Microsoft is Wireless Too

"It's interesting that they continue to trot out the same old news with Nokia," said Michael Aldridge, lead product manager, Digital Media Division, Microsoft, of Real’s recent announcements. "We have products that are shipping now." He pointed to deals with NTT DoCoMo and its Eggy device, support by Ericsson, as well as deals with chipmakers Intel and Texas Instruments.

The Real-Symbian deal points out the difference between the PDA and wireless handset markets. Microsoft, as the maker of the Windows CE operating system, already has its Windows Media player for the PocketPC devices. In fact, says Aldridge, last month it released version 7.1 of the player, with support for the Windows Media audio codecs and even MP3. He also pointed to a demo by Bill Gates, showing off the upcoming Stinger phone that uses streaming media.

PDA vs. Handsets

"There are two schools competing for attention: the handset space and the PDA space," said Aldridge. "Handsets are taking on more PDA and Internet functionality while PDAs with computing power are trying to acquire more phone functionality. Really it's up to the consumer to decide. We're focused on both."

Aldridge said that the richest wireless media is emerging on PDAs first, which are already multimedia ready and can use broadband connections like Ricochet. The handset space has more issues to deal with, including processing power and 3G broadband rollout.

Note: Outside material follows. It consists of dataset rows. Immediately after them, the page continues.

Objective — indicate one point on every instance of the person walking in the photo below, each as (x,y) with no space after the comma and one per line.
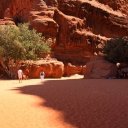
(42,75)
(20,75)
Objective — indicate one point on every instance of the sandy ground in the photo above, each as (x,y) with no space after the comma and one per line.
(64,103)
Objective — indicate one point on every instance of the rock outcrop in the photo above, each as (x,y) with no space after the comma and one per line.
(52,68)
(99,68)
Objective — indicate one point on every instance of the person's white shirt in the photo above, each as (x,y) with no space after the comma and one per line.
(20,74)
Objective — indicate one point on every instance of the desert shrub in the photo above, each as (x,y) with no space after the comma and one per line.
(20,43)
(116,50)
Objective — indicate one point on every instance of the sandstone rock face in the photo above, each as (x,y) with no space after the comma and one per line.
(117,4)
(52,68)
(80,27)
(100,18)
(73,69)
(99,68)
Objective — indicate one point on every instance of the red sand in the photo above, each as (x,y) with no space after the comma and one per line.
(64,103)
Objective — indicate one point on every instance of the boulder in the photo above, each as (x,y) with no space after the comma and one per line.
(99,68)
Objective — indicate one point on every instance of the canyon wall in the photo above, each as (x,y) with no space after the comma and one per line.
(78,28)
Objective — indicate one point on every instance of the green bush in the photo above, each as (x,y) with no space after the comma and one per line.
(116,50)
(20,43)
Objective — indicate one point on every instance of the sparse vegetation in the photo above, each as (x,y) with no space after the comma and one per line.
(20,43)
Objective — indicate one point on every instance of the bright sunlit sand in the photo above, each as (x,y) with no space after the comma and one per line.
(71,102)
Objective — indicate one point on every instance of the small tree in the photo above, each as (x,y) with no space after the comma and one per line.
(20,43)
(116,50)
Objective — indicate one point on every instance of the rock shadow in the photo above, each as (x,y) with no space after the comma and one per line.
(85,103)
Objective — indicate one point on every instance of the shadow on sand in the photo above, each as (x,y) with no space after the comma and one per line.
(85,103)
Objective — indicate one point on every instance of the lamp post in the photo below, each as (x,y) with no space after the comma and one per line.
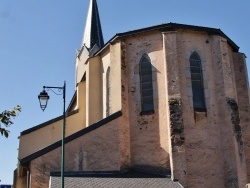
(43,99)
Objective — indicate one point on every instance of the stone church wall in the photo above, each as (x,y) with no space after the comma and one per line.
(148,132)
(99,150)
(209,155)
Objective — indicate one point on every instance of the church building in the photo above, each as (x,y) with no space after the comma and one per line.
(163,106)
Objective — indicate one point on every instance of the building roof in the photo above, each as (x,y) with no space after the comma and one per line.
(126,179)
(173,27)
(93,30)
(68,139)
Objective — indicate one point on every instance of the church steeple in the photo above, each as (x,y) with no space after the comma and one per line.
(93,31)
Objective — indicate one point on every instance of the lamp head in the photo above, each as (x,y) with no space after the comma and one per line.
(43,99)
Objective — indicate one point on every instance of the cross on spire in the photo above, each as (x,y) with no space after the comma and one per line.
(93,30)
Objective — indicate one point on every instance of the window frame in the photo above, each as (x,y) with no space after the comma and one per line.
(146,86)
(108,93)
(197,83)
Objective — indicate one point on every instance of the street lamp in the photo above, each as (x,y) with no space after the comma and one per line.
(43,99)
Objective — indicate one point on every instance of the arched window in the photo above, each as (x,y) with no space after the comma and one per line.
(108,92)
(197,82)
(147,100)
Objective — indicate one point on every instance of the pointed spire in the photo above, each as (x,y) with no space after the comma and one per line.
(93,31)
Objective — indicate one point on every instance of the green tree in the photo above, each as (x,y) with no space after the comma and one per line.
(5,119)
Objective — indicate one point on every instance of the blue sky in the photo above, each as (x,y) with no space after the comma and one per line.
(38,41)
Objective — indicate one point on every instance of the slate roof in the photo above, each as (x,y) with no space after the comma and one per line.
(172,27)
(127,179)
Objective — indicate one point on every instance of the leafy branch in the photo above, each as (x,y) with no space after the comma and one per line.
(5,119)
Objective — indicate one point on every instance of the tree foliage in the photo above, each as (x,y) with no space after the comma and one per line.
(5,119)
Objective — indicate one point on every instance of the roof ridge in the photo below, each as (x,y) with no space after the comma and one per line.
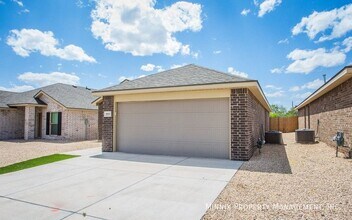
(161,72)
(227,74)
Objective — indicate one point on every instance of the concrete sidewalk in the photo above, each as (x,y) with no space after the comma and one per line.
(115,186)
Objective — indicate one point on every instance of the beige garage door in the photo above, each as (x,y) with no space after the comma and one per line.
(194,128)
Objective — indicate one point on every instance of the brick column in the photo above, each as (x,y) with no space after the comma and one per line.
(108,124)
(241,125)
(29,122)
(100,120)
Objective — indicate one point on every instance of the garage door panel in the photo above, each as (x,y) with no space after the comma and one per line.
(198,128)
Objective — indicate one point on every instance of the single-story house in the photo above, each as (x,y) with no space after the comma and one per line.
(188,111)
(329,108)
(57,111)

RealNetworks, meanwhile, hasn't touched the PDA space. Has Real approached Microsoft to make a version for the PocketPC platform? "Nothing's stopping them," said Aldridge. "It's up to them. Other people are [creating] digital media players."

"I can't talk about our relationship with Microsoft," said Zaballos with Real. The issue comes down to sheer numbers, he said. "The whole [PDA] market is so much smaller than the market for 2.5G and 3G phones. We're not ignoring PDA, but we're going after the largest market first." He pointed to numbers forecasting 1.2 billion portable next generation phones by 2004, with only 20 million mobile PDAs.

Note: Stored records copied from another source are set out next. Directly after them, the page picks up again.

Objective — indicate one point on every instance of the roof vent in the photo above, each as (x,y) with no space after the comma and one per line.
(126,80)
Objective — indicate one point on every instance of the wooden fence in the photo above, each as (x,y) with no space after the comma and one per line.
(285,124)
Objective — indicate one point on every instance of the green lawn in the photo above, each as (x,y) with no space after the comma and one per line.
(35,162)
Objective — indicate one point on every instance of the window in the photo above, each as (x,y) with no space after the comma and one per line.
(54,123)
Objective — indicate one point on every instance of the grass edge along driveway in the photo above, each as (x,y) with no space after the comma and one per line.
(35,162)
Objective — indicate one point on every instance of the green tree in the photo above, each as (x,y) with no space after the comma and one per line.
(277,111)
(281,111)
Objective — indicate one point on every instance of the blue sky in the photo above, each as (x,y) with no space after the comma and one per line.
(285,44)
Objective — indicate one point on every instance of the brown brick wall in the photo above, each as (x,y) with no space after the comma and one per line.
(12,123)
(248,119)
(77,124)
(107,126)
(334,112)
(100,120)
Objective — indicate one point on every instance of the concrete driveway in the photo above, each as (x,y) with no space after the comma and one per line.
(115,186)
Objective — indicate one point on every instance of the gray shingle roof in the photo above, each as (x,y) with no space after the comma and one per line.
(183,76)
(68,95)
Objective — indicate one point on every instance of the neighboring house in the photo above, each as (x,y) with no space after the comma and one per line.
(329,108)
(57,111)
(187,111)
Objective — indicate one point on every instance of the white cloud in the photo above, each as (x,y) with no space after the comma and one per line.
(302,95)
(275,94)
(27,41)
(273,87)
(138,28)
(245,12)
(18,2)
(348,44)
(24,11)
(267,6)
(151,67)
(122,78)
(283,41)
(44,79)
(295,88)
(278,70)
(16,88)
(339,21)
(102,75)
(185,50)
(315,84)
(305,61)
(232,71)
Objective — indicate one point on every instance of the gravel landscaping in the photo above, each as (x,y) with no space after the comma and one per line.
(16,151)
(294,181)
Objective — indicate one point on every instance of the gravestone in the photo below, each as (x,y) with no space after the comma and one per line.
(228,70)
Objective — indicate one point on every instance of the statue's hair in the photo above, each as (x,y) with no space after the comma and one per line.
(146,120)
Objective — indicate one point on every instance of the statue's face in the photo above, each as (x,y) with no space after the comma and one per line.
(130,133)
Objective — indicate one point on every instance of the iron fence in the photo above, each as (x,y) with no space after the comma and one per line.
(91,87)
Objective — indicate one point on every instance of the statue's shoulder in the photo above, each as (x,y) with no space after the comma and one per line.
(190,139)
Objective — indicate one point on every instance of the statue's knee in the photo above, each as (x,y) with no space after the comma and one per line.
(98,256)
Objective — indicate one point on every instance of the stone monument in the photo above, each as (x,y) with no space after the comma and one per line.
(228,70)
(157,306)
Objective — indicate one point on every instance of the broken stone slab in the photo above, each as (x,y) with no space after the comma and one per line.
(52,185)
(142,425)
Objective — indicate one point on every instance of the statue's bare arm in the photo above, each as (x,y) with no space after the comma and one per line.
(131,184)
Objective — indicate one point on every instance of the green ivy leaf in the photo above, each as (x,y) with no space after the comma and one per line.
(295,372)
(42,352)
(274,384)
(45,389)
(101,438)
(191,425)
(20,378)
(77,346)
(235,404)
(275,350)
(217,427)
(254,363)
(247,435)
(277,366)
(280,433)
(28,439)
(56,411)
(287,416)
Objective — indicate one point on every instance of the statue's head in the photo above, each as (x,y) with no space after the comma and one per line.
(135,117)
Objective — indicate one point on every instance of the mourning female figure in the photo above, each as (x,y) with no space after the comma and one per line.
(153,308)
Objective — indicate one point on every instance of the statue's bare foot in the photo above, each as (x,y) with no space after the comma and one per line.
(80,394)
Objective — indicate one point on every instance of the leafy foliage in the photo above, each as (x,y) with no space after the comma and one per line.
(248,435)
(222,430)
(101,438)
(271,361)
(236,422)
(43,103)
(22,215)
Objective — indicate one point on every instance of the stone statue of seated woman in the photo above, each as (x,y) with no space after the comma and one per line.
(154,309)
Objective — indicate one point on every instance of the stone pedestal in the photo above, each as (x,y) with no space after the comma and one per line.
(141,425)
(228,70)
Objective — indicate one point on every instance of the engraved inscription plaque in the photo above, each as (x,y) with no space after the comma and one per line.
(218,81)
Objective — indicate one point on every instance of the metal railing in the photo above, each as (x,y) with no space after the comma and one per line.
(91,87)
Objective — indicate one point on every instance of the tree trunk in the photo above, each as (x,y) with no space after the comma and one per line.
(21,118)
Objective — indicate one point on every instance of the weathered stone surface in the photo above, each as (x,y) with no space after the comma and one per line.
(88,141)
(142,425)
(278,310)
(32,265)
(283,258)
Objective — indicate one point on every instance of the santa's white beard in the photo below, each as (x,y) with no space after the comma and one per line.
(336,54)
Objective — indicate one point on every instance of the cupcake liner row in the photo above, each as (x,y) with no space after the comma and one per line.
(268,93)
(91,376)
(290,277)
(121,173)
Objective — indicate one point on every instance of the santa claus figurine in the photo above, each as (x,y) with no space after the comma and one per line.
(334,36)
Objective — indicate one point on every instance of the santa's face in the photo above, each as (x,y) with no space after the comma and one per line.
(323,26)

Is RealNetworks missing out on the PDA market? "We're working with the largest provider of mobile phones, with almost twice the market share over its nearest competitors. To us, we're not losing out on anything," said Zaballos.

Plus, there are other competitors out there, like ActiveSky, PacketVideo and Emblaze, which are primarily supporting MPEG-4 streaming. Aldridge didn't sound concerned. "[PacketVideo] can't even match our compression — MPEG-4 is 3 years old," he said.

The Quest for Content

Still, the search for suitable mobile content is still on. Zaballos said music would likely be the application to drive the mobile media space. "Audio will exceed expectations more quickly," he said. "Phone handsets are audio centric devices." At the same time, he said video applications will be important and a visible portion of the industry.

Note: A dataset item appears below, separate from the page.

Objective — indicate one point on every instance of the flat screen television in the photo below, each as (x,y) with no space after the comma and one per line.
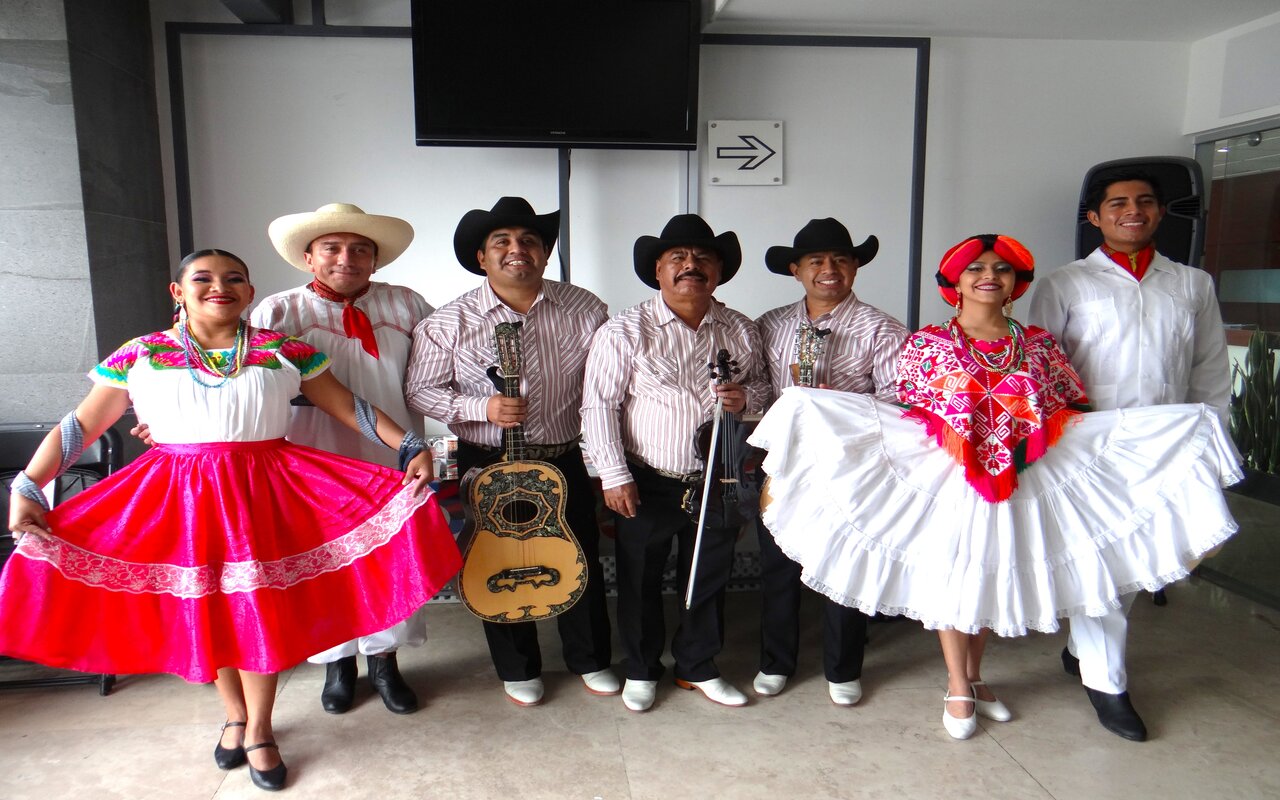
(557,73)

Zaballos believes that RealNetworks has an edge because of its content offerings with GoldPass. "We have six and a half years of data in enabling the desktop," said Zaballos. "We know that the single greatest factor in driving usage is a good consumer experience."

"These activities are marshaled around broad support for RealPlayer in next generation handsets," said Zaballos. Closer to home, he said that Nokia will be bringing a version of the 9210 to U.S. in the second half of next year.